AHMET YILDIRIM (Muş) - Teşekkür ederim Sayın Başkan.

Sayın Başkan, değerli milletvekilleri; 2013 yılına kadar "IŞİD" olarak, 2013 yılından beri ise kendini "İD" yani "İslam Devleti" olarak tarifleyen bir insanlık belası olarak ifade edebileceğimiz bu cani, barbar ve tecavüzcü örgütle ilgili bütün dünya belli bir fikir ve düşünce sahibidir. Bu, dünyanın çok farklı yerlerinde araştırmalara, haberlere, incelemelere konu olmaktadır. Özellikle IŞİD'in katliamcı politikası, Orta Doğu'da insanlık ailesinin yüzünü karartacak uygulamaları karşısında Türkiye Cumhuriyeti Hükûmeti uzunca bir süre sessiz kalmış, kendi düşüncelerini ve bu örgüte karşı, insanlık düşmanı örgüte karşı düşüncelerini uzunca bir süre ifade etmekten, eleştirmekten, kınamaktan veya terör örgütü olarak adlandırmaktan imtina etmiştir.

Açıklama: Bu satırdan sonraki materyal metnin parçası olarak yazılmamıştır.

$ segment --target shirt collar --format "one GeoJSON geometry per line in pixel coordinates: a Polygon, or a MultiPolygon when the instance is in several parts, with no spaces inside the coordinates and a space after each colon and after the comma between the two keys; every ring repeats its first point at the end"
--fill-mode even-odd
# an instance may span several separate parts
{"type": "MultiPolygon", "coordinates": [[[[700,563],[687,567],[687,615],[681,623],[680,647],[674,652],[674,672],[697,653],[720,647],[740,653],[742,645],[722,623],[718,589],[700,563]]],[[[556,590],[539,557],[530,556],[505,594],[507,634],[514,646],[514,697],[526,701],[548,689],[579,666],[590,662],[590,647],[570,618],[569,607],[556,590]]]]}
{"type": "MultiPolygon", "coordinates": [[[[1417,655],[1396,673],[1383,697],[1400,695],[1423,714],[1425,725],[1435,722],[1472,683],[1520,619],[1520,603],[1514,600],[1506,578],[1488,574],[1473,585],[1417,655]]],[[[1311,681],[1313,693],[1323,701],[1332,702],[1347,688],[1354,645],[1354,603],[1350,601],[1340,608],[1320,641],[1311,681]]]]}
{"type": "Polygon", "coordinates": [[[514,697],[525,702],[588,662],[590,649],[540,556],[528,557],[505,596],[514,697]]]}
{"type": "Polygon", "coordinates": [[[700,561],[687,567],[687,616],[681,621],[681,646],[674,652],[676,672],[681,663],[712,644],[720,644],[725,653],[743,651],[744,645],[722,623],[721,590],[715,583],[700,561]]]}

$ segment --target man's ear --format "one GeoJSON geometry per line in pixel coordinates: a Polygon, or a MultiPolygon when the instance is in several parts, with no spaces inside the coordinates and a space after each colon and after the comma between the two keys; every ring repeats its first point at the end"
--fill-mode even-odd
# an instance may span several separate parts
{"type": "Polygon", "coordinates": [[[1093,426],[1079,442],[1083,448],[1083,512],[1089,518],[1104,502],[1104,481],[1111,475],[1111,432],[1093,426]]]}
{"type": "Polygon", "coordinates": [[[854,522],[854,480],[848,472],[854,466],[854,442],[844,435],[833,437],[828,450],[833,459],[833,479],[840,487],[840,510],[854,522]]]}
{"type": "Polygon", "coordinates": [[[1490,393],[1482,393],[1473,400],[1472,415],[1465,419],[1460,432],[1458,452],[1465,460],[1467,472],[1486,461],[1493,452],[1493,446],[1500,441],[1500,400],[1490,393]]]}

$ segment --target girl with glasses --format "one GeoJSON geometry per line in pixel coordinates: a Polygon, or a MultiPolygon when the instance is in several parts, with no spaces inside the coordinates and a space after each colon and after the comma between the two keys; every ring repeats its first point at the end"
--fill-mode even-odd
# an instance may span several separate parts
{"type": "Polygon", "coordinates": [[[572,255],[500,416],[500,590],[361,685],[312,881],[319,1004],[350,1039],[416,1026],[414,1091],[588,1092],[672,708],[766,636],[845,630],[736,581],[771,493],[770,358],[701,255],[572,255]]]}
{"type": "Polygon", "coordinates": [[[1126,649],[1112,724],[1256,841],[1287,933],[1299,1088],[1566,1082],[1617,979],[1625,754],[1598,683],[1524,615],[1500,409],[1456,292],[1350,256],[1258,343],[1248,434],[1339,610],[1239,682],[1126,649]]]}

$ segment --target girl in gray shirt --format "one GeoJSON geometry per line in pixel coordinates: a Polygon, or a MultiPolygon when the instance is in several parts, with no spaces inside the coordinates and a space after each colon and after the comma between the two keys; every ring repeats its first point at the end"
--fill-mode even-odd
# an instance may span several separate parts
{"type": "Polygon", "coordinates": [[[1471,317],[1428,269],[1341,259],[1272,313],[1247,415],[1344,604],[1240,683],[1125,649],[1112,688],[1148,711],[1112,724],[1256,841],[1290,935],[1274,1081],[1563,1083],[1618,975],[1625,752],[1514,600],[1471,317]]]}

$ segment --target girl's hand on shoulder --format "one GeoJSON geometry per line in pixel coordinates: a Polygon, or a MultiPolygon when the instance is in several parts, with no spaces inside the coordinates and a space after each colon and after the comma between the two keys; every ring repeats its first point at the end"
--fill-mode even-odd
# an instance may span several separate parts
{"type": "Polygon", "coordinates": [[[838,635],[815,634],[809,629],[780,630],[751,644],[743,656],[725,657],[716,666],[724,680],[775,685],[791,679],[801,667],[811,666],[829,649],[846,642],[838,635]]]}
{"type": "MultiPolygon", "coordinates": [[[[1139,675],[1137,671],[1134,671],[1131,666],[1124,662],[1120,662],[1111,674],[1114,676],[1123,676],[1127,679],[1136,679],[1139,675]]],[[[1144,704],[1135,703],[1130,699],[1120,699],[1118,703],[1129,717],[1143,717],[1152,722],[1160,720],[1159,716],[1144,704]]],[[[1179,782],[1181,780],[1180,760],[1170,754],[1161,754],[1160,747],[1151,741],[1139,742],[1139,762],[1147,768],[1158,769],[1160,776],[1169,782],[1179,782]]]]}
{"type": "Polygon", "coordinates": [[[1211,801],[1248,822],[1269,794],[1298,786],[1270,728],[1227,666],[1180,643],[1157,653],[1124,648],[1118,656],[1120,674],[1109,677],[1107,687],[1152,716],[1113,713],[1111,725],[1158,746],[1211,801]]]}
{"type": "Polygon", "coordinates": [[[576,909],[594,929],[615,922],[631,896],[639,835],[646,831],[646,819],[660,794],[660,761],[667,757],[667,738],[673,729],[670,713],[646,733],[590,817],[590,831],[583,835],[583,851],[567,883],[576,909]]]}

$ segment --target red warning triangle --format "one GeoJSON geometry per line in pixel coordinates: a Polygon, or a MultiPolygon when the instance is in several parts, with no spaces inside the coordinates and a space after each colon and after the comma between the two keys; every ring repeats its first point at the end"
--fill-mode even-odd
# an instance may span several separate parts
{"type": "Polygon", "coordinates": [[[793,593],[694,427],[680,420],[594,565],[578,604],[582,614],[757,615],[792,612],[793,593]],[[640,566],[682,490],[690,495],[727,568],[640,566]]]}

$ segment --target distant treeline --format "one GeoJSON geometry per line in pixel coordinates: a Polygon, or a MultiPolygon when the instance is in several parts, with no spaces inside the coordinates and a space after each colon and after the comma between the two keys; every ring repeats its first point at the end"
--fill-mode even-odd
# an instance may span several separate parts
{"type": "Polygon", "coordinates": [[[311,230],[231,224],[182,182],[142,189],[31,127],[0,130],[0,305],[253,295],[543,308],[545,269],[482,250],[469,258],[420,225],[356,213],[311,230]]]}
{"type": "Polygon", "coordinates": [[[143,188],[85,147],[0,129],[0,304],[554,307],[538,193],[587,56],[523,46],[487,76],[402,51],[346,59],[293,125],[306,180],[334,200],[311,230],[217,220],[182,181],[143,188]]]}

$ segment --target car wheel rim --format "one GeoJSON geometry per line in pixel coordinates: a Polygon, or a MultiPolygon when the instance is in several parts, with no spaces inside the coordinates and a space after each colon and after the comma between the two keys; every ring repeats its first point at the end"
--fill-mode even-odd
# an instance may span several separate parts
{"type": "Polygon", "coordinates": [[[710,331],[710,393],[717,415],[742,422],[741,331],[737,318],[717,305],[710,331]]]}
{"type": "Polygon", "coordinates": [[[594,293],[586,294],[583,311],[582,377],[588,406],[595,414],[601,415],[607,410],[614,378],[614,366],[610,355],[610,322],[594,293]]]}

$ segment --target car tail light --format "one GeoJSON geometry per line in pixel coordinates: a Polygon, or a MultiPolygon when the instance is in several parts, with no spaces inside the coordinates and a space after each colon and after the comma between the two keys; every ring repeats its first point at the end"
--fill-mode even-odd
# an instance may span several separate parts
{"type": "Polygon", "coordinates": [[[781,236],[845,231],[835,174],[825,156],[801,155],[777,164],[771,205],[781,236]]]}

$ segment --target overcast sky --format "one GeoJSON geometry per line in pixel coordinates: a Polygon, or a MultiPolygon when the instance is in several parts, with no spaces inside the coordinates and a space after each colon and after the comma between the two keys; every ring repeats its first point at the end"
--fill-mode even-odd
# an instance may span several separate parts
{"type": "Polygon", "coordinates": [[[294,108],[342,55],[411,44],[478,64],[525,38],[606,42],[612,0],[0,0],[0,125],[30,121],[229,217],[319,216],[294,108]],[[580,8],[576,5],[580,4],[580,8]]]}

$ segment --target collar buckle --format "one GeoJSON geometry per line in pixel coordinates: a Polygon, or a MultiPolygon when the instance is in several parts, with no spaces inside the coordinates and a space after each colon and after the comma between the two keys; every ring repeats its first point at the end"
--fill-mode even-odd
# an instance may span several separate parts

Burada ifade etmek isteriz ki "İlişkimiz yok, biz zaten terör örgütü olarak görüyoruz." diye, bugün gelinen noktada artık her şeyin ifşa edilmiş olması bu örgütün savunulabilir hiçbir tarafının kalmaması sonrasında Hükûmet, AKP iktidarı tarafından ifade edilmeye başlanmıştır. Ya değilse? Zaten böyle bir örgütün açıktan sahiplenilmesi, bu örgütle bir ilişkinin varlığının bırakın kabul edilmesi, tartışılmasının bile çok zor olduğu bu konjonktürde, AKP iktidarının da bu örgütle olan ilişkisini savunabilmesi mümkün değildir.

Tabii, yakın geçmiş, tarihsel süreç içerisinde bazı devlet adamlarının, bazı araştırmacıların, bazı gazetecilerin kendi makalelerinde özellikle Türkiye ile IŞİD arasındaki ilişkilere dönük araştırma, inceleme, demeç ve haberleriyle karşılaştık. Yalnız başına birilerinin Türkiye'nin IŞİD'le olan ilişkisini ifade etmiş olması, siyasi iktidar üzerinden Türkiye Cumhuriyeti devletinin IŞİD'le olan ilişkisini şüphesiz kesin kılmaz. Ancak şu bilinmelidir ki: Türkiye'nin gerek Suriye politikası bağlamında IŞİD'le olan ilişkisi sadece ve sadece Türkiye Cumhuriyeti'nde siyasi iktidar dışında benzer cümlelerle savunulan bir siyasi çevre, örgüt, devlet kalmamıştır. Gerek Avrupa devletleri gerek Amerika Birleşik Devletleri gerekse Orta Doğu'daki birçok devlet, IŞİD'i AKP iktidarının gördüğü gibi görmemekte, onun tariflediği gibi tariflememekte veya son iki yıldır IŞİD'le olan ilişkisini reddetmesini çok inandırıcı bulmamaktadır.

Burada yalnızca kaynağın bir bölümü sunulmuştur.